In order to execute the bulk request, ElasticSearch provides the _bulk
endpoint. This can be used as /_bulk
or with an index as /index_name/_bulk
or even with a type as /index_name/type_name/_bulk
. The second and third forms define the default values for the index name and type name, and if we would like, we can omit those in data in the operation description line.
If we have our example data in the documents.json
file, execution would look as follows:
curl -XPOST 'localhost:9200/_bulk?pretty' --data-binary @documents.json
The ?pretty
parameter is of course not necessary. We've used this parameter only for the ease of analyzing the result of this command. What is important, in this case, is using curl
with the --data-binary
parameter instead of using –d
. This is because the standard –d
parameter ignores new line characters, which, as we said earlier, are important for parsing commands by ElasticSearch. Now let's look at the result returned by ElasticSearch:
{ "took" : 113, "items" : [ { "index" : { "_index" : "addr", "_type" : "contact", "_id" : "1", "_version" : 1, "ok" : true } }, { "create" : { "_index" : "addr", "_type" : "contact", "_id" : "2", "_version" : 1, "ok" : true } }, { "create" : { "_index" : "addr", "_type" : "contact", "_id" : "2", "error" : "DocumentAlreadyExistsException[[addr][3] [contact][2]: document already exists]" } }, { "delete" : { "_index" : "addr", "_type" : "contact", "_id" : "4", "_version" : 1, "ok" : true } }, { "delete" : { "_index" : "addr", "_type" : "contact", "_id" : "1", "_version" : 2, "ok" : true } } ] }
As we can see, every result is a part of the items
array. Let's briefly compare these results with our input data. The first two commands, namely, index
and create,
were executed without any problems. The third operation failed because we wanted to create a record with an identifier that already existed in the index. The next two operations were deletions. Both succeeded. Note that the first of them tried to delete a nonexistent document; as you can see, this wasn't a problem.

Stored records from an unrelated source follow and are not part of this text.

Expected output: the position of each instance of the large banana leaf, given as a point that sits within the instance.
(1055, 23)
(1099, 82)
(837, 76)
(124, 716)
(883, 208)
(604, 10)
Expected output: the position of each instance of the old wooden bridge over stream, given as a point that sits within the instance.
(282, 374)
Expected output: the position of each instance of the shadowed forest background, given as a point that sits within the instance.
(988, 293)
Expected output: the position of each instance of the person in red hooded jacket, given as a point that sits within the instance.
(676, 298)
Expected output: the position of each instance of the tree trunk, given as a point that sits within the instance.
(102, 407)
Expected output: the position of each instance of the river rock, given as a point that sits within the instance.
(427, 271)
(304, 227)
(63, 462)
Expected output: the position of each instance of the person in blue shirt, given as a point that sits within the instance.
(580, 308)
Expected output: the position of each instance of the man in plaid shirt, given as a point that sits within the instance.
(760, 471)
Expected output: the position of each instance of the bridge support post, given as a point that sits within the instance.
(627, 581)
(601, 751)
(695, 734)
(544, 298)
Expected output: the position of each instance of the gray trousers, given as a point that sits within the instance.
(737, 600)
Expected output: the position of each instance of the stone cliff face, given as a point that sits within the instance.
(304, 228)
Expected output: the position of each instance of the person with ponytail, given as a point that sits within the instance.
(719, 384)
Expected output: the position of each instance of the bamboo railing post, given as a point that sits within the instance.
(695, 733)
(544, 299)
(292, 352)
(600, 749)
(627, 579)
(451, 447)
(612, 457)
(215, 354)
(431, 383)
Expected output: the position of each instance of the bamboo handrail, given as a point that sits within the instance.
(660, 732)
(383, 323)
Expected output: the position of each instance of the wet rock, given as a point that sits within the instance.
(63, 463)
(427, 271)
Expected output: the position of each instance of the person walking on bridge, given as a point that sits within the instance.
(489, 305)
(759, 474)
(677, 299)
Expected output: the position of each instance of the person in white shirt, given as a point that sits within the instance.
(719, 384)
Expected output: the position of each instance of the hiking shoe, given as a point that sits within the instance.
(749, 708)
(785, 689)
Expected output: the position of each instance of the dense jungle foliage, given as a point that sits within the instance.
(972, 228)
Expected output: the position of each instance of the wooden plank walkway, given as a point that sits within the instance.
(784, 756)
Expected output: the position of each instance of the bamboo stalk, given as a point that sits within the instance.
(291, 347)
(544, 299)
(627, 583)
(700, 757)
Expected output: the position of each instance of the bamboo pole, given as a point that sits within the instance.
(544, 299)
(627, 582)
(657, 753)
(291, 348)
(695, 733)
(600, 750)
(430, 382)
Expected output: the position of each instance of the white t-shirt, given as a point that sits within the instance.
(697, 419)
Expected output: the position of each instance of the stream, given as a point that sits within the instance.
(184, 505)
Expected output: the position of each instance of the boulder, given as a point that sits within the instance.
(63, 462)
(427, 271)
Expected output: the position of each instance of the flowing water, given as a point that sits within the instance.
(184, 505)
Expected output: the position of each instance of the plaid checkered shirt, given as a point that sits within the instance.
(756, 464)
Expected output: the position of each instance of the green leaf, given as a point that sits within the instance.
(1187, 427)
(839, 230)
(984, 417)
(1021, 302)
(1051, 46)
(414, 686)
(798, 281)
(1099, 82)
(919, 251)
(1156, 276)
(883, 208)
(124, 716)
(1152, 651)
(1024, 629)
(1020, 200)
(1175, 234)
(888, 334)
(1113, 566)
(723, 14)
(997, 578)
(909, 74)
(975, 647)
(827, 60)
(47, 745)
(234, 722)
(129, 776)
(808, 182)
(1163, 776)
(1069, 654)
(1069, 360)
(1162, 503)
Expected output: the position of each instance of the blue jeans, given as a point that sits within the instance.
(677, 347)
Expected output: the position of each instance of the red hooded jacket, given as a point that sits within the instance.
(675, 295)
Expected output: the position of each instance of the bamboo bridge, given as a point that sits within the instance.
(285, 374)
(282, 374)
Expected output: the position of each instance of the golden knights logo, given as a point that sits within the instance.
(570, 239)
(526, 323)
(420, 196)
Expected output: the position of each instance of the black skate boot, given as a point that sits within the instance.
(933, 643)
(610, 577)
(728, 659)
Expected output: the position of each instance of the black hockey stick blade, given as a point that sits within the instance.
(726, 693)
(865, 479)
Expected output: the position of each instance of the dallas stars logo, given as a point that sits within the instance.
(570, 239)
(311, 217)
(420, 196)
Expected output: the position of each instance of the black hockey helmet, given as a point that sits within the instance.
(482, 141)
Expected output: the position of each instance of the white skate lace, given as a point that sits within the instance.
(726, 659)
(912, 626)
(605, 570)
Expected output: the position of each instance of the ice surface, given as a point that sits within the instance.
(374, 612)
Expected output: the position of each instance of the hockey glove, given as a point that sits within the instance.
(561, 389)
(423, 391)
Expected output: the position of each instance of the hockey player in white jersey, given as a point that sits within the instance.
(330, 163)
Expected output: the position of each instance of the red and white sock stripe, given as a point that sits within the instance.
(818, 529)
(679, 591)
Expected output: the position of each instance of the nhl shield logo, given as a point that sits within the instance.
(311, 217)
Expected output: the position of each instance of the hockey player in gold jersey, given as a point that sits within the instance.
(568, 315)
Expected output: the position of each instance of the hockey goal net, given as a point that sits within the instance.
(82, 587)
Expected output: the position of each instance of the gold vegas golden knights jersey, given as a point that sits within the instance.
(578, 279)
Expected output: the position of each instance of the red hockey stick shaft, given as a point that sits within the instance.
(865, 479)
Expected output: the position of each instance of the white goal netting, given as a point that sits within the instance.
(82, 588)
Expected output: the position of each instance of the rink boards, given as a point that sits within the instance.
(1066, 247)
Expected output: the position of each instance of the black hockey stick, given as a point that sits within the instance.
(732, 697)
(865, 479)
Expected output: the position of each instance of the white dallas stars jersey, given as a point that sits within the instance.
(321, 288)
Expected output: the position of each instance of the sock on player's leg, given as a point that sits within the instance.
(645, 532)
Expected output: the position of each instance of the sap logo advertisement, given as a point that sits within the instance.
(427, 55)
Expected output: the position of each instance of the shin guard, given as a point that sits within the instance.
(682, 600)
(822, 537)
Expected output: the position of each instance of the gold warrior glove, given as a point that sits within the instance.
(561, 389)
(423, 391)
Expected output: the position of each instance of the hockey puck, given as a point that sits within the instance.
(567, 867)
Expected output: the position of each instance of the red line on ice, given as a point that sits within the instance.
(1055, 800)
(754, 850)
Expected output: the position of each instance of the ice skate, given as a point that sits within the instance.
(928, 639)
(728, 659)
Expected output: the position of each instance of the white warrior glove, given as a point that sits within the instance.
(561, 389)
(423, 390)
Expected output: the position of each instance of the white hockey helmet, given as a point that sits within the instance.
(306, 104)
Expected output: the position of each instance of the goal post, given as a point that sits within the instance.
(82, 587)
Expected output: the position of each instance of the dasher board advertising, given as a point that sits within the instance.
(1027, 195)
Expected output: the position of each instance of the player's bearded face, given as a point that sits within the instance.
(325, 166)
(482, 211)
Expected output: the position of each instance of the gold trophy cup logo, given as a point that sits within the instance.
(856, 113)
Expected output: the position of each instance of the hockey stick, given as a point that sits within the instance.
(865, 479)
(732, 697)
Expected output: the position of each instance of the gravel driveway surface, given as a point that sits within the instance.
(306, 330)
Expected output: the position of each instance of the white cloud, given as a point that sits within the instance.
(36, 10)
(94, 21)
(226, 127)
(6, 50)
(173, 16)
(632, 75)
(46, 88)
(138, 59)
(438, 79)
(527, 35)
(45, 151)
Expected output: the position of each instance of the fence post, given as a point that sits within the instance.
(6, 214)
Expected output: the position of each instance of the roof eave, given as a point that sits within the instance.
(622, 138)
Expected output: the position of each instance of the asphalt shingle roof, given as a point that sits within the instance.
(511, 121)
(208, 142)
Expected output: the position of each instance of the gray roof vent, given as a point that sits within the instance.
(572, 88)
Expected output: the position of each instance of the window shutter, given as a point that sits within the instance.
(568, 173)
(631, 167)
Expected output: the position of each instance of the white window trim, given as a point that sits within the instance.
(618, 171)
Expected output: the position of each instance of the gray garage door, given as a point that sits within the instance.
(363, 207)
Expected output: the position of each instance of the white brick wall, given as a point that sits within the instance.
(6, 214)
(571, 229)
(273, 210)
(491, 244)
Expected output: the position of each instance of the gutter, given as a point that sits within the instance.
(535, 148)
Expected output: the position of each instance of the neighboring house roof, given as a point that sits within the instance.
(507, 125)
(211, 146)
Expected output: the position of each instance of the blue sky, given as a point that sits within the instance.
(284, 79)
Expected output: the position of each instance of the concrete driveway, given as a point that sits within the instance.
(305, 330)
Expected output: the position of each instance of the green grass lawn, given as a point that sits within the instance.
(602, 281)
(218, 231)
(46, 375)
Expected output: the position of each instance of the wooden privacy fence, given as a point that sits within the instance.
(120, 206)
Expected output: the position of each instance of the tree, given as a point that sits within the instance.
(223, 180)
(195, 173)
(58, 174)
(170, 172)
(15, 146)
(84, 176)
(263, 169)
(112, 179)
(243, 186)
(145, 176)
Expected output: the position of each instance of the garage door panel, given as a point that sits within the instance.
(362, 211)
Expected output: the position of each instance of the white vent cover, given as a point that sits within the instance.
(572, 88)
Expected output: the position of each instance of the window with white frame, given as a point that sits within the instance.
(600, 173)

Bulk operations are fast, but if you are wondering if there is a more efficient and quicker way of indexing, you can take a look at the User Datagram Protocol (UDP) bulk operations. Note that using UDP doesn't guarantee that no data was lost during communication with the ElasticSearch server. So this is useful only in some cases where performance is critical and more important than accuracy.